UPDATED, Feb. 17, 11:32 a.m.: As part of its mission to Revamp Its Penn Plaza portfolio, Vornado Realty Trust plans to combine its One and Two Penn Plaza office buildings into a 4-million-plus square foot complex.
“The goal here is to achieve market rents as much as 50 percent higher as market rents,” CEO Steven Roth [TRData] said on the company’s earnings call Wednesday morning.
Vornado owns some 9 million square feet of office and retail properties surrounding Penn Station, and as the city’s office market has shifted west with projects like Hudson Yards and Manhattan West, the mega REIT sees a high-payoff opportunity in investing in the area.
Roth said the company is “knee deep” in planning multiple projects in the area, including combining One and Two Penn Plaza into a 4.2 million-square-foot complex.
Roth said combining the buildings would give the landlord more leeway to move tenants around, and add amenities like new food outlets.
“We can afford to put an amenity complex into those 4-plus-million-square-feet buildings that are not economic even in a half-a million or a million” square foot building, Roth said.
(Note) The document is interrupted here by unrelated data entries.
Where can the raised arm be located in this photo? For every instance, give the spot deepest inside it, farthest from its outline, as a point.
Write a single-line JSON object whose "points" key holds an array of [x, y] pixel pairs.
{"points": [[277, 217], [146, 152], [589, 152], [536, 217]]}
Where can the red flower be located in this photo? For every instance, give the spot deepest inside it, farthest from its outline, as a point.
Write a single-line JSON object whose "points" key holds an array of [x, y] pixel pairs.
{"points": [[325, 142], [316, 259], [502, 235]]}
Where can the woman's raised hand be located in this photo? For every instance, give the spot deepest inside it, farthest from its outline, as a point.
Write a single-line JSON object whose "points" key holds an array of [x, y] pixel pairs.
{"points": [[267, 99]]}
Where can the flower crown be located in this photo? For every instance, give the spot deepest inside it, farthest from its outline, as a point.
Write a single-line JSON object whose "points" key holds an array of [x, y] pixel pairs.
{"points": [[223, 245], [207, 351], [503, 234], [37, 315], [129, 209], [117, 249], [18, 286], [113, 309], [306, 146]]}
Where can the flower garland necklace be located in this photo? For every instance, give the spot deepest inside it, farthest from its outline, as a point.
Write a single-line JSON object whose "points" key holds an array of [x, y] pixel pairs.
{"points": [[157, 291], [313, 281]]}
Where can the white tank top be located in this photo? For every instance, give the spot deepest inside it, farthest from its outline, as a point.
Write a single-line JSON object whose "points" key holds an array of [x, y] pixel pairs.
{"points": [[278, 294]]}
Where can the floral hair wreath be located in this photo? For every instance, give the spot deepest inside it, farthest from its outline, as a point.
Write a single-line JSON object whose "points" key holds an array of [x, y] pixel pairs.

As the company looks to attract TAMI tenants, he added, Vornado is looking to replicate much of what the “tech industry is doing on their big, huge campuses.”
The Two Buildings Are Separated By 33rd Street, a portion of which the city’s Department of Transportation shut down over the summer as a test-run For A Public Plaza.
The 1.6 million-square-foot Two Penn Plaza, located above Penn Station, is leased to McGraw-Hill and the Dolan family’s Madison Square Garden Company. Roth said the plan is to “re-skin” the building, replacing the punched windows with ones that will stretch nearly from floor to ceiling, making the building “look like it was built recently.”
The CEO said plans for the 2.7-million-square-foot One Penn Plaza would resemble a more conventional upgrade. He said it was premature to put a price on the renovations.
Market rents in the area average $55 per square foot, and Vornado has reportedly completed deals at $60 per square foot recently.
The company is spending hundreds of millions of dollars to Upgrade Buildings Like 7 West 34th Street and 330 West 34th Street, and has hinted at more to come as projects such as Governor Andrew Cuomo’s goal to jumpstart a new Penn Station hit the pipeline.